CSR dan Dinamika kritikannya


The False Development Promise of Corporate Social Responsibility:
Evidence from Multinational Oil Companies
Oucky Hertanto/0911241003


Dalam bacaan The False Development Promise of Corporate Social Responsibility: Evidence from Multinational Oil Companies, memiliki bahasan utama mengenai ketimpangan antara tujuan CSR dan implementasi yang dijalankan CSR. Dilihat dari sudut pandang lain, program CSR yang dilakukan oleh suatu perusahaan merupakan sebuah tekanan, dalam artian sebuah perusahaan multinasional ditekan untuk membuat sumbangsih kepada masyarakat ataupun lingkungan seiring dengan dianggap gagalnya peran pemerintah untuk membangun hal-hal yang bersifat sosial. Dalam perjalanannya tekanan kepada perusahaan multinasional semakin kompleks karena banyaknya motif untuk melakukan program CSR nya. Dalam artikel tersebut, disebutkan empat faktor utama perusahaan melakukan program CSR nya dengan berbagai motif yang ada :
         obtaining competitive advantage;
         maintaining a stable working environment;
         managing external perceptions;
         keeping employees happy.
Namun kembali lagi pada faktor kompleksnya motif untuk membuat program CSR itu sendiri, program-program yang dijalankan terkadang tidak sesuai ekspektasi. Ekspektasi di sini berarti program CSR yang dijalankan tidak terlalu mengena kepada hal-hal sosial yang dibangun, tidak sesuai dengan tujuan utamanya. Hal ini mengakibatkan peran program CSR di perusahaan multinasional menjadi sebuah hal yang sia-sia. Dalam artikel tersebut disebutkan sebuah studi lapangan yang melibatkan sebuah perusahaan minyak di Nigeria dengan program CSR nya membangun sebuah jalan di Negeria. Proyek pembangunan jalan yang digagas ini tidak berjalan sesuai dengan harapan atau bisa dikatakan gagal karena kurangnya koordinasi dan kurangnya identifikasi atas permasalahan yang dijadikan sebagai subyek dari program CSR perusahaan minyak tersebut.

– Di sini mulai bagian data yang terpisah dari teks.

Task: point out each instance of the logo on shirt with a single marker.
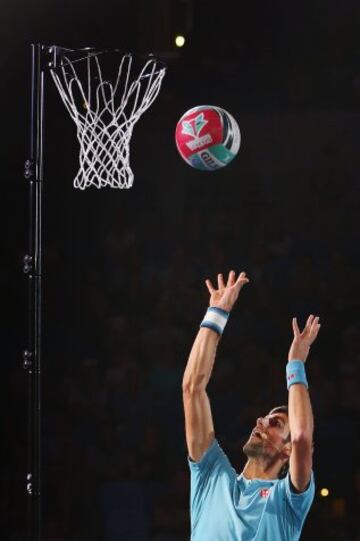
(264, 492)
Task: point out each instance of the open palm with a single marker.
(225, 295)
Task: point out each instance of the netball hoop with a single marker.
(105, 93)
(105, 108)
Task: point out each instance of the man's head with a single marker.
(270, 440)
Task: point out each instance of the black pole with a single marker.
(33, 268)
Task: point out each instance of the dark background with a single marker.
(124, 270)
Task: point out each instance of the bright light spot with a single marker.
(179, 41)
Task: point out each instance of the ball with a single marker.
(207, 137)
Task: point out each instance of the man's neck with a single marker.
(259, 469)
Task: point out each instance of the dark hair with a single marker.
(285, 467)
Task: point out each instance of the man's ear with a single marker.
(286, 450)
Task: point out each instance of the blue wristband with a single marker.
(215, 319)
(295, 373)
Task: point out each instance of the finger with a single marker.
(231, 279)
(242, 279)
(295, 327)
(315, 327)
(308, 323)
(209, 286)
(221, 283)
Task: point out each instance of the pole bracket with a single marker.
(27, 359)
(27, 263)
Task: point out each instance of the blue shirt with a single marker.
(228, 507)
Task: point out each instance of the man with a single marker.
(258, 504)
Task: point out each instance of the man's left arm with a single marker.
(301, 419)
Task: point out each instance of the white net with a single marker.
(105, 113)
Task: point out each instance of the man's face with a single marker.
(269, 437)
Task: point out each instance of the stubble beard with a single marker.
(254, 449)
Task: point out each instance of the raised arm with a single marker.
(301, 420)
(199, 426)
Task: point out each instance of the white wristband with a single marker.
(215, 319)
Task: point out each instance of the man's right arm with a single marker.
(199, 425)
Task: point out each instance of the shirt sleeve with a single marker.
(300, 502)
(211, 471)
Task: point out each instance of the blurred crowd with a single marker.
(124, 297)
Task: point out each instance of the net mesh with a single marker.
(105, 113)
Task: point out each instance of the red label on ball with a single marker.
(197, 130)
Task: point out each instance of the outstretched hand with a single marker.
(300, 347)
(225, 295)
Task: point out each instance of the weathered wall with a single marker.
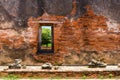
(84, 34)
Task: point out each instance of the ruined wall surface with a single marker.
(84, 34)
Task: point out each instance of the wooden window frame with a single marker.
(40, 51)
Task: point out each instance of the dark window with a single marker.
(46, 41)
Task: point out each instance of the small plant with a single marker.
(11, 77)
(110, 76)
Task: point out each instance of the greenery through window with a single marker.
(46, 39)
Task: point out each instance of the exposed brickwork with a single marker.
(76, 41)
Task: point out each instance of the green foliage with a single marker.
(46, 36)
(110, 76)
(11, 77)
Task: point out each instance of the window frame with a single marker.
(40, 51)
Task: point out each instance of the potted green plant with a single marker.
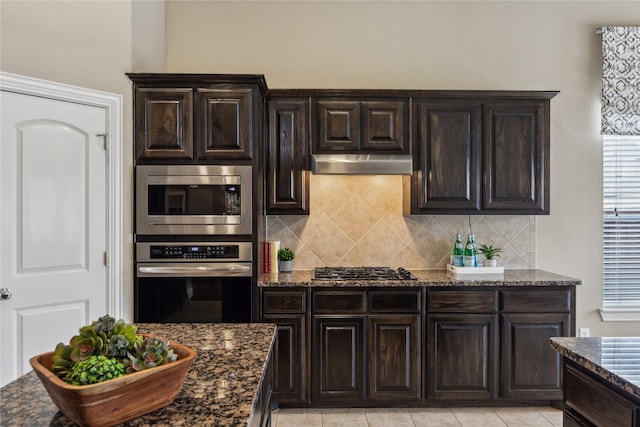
(490, 254)
(286, 256)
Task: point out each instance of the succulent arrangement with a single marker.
(107, 349)
(286, 254)
(489, 251)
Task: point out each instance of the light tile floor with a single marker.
(419, 417)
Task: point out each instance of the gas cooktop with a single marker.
(361, 273)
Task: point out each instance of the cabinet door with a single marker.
(448, 150)
(462, 356)
(224, 123)
(163, 123)
(287, 162)
(336, 126)
(516, 157)
(531, 369)
(394, 357)
(385, 126)
(290, 378)
(338, 359)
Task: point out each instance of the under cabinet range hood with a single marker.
(361, 164)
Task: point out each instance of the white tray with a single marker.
(475, 270)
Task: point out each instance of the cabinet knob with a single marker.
(5, 293)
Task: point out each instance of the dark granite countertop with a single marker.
(303, 278)
(219, 390)
(614, 359)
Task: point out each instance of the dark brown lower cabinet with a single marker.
(531, 368)
(462, 362)
(394, 357)
(287, 308)
(338, 362)
(356, 346)
(591, 401)
(289, 355)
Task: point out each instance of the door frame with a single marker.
(112, 104)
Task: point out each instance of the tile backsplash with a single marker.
(358, 221)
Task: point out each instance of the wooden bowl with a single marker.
(115, 401)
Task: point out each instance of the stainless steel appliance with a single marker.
(193, 282)
(361, 273)
(193, 199)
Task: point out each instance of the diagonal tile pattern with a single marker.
(358, 221)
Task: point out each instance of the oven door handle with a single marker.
(198, 270)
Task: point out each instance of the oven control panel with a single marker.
(232, 251)
(197, 251)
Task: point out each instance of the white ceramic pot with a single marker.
(285, 266)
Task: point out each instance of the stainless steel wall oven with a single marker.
(193, 199)
(193, 282)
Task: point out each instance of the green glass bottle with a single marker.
(469, 257)
(458, 252)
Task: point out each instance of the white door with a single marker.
(53, 224)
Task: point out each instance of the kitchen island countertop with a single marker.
(220, 388)
(304, 278)
(616, 360)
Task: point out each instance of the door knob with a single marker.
(5, 293)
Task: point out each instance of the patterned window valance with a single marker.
(620, 80)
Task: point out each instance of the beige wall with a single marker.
(358, 220)
(548, 45)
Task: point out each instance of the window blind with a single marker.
(621, 211)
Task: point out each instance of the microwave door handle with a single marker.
(196, 270)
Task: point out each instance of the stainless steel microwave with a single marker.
(193, 199)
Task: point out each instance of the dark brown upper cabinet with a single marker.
(197, 117)
(448, 151)
(163, 123)
(516, 157)
(288, 157)
(224, 123)
(480, 153)
(359, 126)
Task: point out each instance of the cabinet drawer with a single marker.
(274, 302)
(540, 300)
(463, 302)
(595, 401)
(394, 301)
(338, 302)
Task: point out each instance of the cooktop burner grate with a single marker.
(361, 273)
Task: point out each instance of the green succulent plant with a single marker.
(149, 353)
(87, 344)
(489, 251)
(286, 254)
(95, 369)
(106, 349)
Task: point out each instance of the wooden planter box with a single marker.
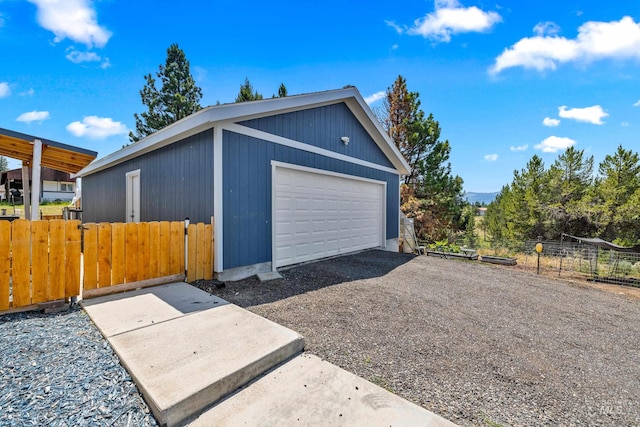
(471, 257)
(498, 260)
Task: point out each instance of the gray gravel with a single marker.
(57, 370)
(477, 344)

Untuk itulah dapat disimpulkan bagimana program CSR terkadang tidak bisa menyentuh secara langsung kepada aspek sosial yang dituju, dikarenakan banyaknya kepentingan yang berbenturan(motif bisnis) dan kurangnya perhatiaan(CSR dianggap sebagai tuntutan semata) sehingga program CSR dianggap sebagai hal yang sia-sia.